Stephen Stubbs und Paul O’Dette Erzlaute, Barockgitarre und Leitung

Gilbert Blin Regie

Oldenburgisches Staatstheater, 24. August 2025

 von Dr. Gerd Klingeberg

Die Ouvertüre, im schwungvollen Gute-Laune-Metrum angestimmt, könnte glatt aus einer veritablen Händel-Oper stammen. Ist auch nicht allzu weit gefehlt: John Frederick Lampe, der mutmaßlich in Braunschweig gebürtige, später in London tätige Schöpfer von „The Dragon of Wantley“, hat sich reichlich kompositorischer Techniken seines berühmten Zeitgenossen und Musikerkollegen bedient.
Doch bereits der wuselige gemeinsame erste Auftritt der Akteure im wunderschönen Ambiente des Oldenburgischen Staatstheaters lässt erahnen, dass es sich bei diesem fast vergessenen Werk, das bereits bei der Uraufführung am 17.5.1737 im Haymarket Theatre in London für begeisterte Publikumsresonanz sorgte, nicht um eine Oper seria handelt, sondern um einen hochbarocken Jokus, eine „Burlesque Opera“, die vergnüglich alles verspottet und parodiert, was eine nach typischem italienischem Stil konzipierte Oper gemeinhin ausmacht.
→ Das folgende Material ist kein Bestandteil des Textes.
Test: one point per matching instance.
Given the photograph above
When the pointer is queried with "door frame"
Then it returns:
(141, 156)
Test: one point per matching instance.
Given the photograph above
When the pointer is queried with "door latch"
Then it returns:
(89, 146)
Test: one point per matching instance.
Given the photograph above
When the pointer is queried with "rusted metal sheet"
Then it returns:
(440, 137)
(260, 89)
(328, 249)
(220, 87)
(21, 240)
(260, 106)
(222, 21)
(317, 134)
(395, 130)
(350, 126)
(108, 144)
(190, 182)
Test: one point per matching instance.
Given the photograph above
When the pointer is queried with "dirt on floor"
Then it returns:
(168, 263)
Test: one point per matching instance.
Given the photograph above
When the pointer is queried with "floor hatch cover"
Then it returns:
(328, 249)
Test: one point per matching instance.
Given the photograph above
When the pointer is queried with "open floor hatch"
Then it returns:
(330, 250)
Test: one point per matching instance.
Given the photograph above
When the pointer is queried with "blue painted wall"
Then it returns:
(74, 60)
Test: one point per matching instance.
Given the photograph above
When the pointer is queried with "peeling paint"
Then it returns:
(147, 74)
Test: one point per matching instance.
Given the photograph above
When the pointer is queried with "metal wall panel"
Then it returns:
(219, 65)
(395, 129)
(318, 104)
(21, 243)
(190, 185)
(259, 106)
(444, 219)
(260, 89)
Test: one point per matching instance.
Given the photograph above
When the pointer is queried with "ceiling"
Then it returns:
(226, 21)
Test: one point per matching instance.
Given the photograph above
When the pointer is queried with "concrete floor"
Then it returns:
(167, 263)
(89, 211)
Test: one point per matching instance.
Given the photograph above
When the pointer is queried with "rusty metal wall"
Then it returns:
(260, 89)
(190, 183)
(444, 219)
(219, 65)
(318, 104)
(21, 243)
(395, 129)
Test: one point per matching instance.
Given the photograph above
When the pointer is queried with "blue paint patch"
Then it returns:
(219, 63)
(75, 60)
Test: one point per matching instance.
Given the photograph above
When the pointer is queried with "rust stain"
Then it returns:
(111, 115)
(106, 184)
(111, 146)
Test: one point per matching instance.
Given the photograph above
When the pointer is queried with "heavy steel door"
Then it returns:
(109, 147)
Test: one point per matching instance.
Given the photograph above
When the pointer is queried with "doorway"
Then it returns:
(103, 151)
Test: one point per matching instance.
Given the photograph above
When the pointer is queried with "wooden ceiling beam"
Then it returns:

Englisch-humoriger Klamauk und klangvolle Arien

Nach einigen selbstredend ungemein wichtigen und mit augenzwinkerndem Ernst proklamierten Vorab-Erläuterungen für das hochverehrte Publikum gibt es tatsächlich keinen ruhigen Moment mehr auf der Bühne. Die überaus aufwändig barock-stylish kostümierten Darsteller sind ausnahmslos in ständiger Bewegung, fast durchweg übertrieben gestikulierend und überkandidelt palavernd.
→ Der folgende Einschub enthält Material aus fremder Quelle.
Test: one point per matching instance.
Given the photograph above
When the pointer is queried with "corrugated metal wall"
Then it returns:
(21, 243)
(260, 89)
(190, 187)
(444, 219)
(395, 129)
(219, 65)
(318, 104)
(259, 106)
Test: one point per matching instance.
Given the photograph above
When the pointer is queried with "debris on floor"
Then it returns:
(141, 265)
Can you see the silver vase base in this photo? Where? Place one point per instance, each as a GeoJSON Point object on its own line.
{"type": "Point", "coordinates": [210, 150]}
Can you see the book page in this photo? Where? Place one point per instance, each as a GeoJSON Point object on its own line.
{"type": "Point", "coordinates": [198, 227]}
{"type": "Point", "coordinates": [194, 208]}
Beim gelegentlich fauchend vorbeihuschenden, mit starken Krallen um sich greifenden Drachen reißen alle höchst erschrocken die Augen weit auf, fallen aufseufzend beinahe in Ohnmacht, wobei sich jeder dennoch irgendwie in den Vordergrund drängen möchte. Englisch-humoriger Klamauk vom Feinsten ist das, gespickt mit reichlichem Wortwitz, teils knittelversig überspitzten Reimereien und Albernheiten des englischen Textes, die auch in der deutschen Übersetzung (sie wird als Übertitel eingeblendet) bestens zum Ausdruck kommen.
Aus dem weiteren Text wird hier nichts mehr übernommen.